The Basic Needs Cash Transfer Program provides unconditional cash assistance to families with children in urban and peri-urban areas during the winter. The main objective of the intervention is to help families meet the basic needs of their children and to help them cope with the increasing economic difficulties they experience during the winter.
This report presents the findings of the post-distribution monitoring survey, which was conducted in rural Damascus to assess the effectiveness of UNICEF’s cash response for winter 2021/2022. Since the intervention consisted of a general distribution of cash to all families with children, regardless of their social status, the survey provides unique information on the socio-economic situation of families and the profile of urban poverty. in Syria. It also provides essential evidence to strengthen the upcoming 2022/2023 winter response.
The survey confirms the relevance and effectiveness of UNICEF’s winter cash response. At the same time, it flags specific areas for improvement in terms of targeting, amount and frequency of cash transfers, financial service provider performance, and redress and grievance mechanisms. Key findings include:
- Widespread and high level of poverty among the general population: the average monthly family expenditure was SYP 368,000 (USD 147). This amount was 40% less than the Minimum Expenditure Basket (MEB) amount required by a family to meet their basic needs. In per capita terms, this means that, on average, people lived on around US$1 a day.
- Debt is a coping mechanism increasingly used by families to deal with economic difficulties: all the families surveyed declared paying off a debt, which represented on average 8% of the families’ monthly expenses.
- Fuel for heating weighs heavily on family budgets during the winter: on average, 10% of monthly family expenditure is devoted to fuel. This confirms the relevance of conducting a specific winter humanitarian response
- Female-headed families face greater economic vulnerability than male-headed families. As a result of this discovery, the program will focus specifically on female-headed families in the upcoming winter intervention.
- Most families prioritized buying food and heating fuel with the cash assistance they received. While food and fuel were a priority for most families, the results also indicate that families prioritized different expenses with the money they received, including clothing, education and healthcare. This highlights the importance of providing families with cash and unconditional assistance rather than vouchers or in-kind assistance since families use the cash according to their specific needs and requirements.
- Compared to the average monthly expenditure of families, the amount of cash assistance was significant (ie 40% of the monthly family budget).
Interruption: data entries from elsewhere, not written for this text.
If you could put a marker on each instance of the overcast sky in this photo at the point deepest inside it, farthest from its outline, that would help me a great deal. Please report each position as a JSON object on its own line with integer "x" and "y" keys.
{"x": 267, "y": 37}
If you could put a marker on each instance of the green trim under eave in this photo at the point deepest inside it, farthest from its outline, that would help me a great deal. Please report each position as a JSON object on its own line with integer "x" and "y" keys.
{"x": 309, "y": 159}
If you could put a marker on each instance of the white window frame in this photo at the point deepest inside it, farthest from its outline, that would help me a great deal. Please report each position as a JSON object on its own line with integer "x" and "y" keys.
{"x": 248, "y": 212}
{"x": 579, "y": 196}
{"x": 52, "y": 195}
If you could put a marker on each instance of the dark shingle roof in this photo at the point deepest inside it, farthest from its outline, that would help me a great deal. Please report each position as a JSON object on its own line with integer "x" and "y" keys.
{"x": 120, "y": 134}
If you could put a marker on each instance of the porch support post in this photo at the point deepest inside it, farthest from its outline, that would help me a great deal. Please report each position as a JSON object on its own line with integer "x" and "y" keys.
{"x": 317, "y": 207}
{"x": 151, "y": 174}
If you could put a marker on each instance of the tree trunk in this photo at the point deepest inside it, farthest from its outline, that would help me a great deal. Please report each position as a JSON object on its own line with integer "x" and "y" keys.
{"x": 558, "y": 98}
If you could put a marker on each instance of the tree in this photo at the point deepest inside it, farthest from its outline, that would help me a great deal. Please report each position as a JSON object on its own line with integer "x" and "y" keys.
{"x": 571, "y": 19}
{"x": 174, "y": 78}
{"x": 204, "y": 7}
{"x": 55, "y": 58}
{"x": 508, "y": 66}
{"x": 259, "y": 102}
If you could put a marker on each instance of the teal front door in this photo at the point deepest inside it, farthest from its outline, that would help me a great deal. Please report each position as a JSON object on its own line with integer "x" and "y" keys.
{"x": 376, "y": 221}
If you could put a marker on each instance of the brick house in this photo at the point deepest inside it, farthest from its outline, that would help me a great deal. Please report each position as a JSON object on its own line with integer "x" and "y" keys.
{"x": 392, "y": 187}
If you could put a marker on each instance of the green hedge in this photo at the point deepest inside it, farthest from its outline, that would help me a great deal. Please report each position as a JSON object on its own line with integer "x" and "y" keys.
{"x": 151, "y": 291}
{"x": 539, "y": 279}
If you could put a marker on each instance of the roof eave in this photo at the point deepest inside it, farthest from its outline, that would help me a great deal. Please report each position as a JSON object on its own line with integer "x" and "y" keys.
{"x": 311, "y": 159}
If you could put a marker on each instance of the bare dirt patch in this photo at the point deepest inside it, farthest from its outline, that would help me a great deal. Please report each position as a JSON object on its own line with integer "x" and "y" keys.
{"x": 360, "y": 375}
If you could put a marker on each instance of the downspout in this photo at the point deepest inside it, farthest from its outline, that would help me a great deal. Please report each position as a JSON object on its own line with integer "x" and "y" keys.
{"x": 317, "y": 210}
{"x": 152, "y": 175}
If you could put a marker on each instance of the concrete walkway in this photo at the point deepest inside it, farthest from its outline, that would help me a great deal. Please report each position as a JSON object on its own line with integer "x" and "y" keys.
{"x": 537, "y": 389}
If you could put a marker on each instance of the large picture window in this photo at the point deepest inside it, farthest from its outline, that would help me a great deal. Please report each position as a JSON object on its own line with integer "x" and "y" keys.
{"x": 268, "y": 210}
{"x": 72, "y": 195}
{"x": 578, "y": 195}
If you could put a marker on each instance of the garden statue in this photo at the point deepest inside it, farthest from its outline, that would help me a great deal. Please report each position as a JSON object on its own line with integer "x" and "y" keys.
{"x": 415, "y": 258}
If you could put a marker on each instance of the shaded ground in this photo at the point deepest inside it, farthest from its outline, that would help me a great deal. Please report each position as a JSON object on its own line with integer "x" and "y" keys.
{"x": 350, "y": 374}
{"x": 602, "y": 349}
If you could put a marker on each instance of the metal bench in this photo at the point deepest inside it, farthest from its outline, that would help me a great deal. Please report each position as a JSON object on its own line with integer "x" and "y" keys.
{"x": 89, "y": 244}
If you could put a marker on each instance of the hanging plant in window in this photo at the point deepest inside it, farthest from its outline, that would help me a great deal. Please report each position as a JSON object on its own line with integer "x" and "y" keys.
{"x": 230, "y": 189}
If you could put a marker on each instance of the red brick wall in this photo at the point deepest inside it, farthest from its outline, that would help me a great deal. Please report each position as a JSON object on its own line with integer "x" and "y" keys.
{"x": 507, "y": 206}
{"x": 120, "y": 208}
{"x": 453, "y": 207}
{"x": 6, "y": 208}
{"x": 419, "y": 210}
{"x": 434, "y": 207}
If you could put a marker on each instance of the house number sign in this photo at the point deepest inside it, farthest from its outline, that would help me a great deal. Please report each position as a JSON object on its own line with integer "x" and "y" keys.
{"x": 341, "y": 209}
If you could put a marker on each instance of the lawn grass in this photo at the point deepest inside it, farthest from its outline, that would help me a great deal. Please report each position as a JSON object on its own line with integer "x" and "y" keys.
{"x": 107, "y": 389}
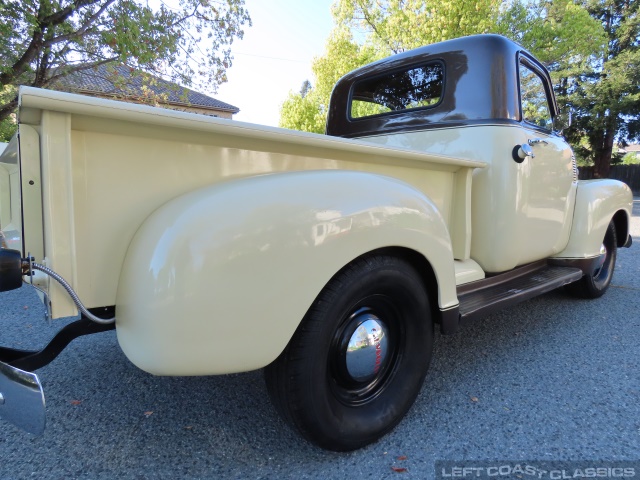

However, when compared to the cumulative expenditures of families over the winter season, the amount of assistance was relatively negligible. To address this concern, in its upcoming winter response, UNICEF will increase the frequency of cash assistance from a single transfer to three transfers during the winter season.
- All recipients reported receiving the amount of money they were supposed to receive. Only 1% of families said they had filed a complaint. This confirms that the interventions went as planned and that no fraud occurred during the cash distribution process. The effective overall implementation of the intervention was confirmed by the low level of complaints.
- Beneficiaries were very satisfied with the program registration and the cash distribution process. Satisfaction with the overall intervention was also high: 75% of families said they were “very satisfied” with the intervention. Another 25 percent said they were “somewhat satisfied”.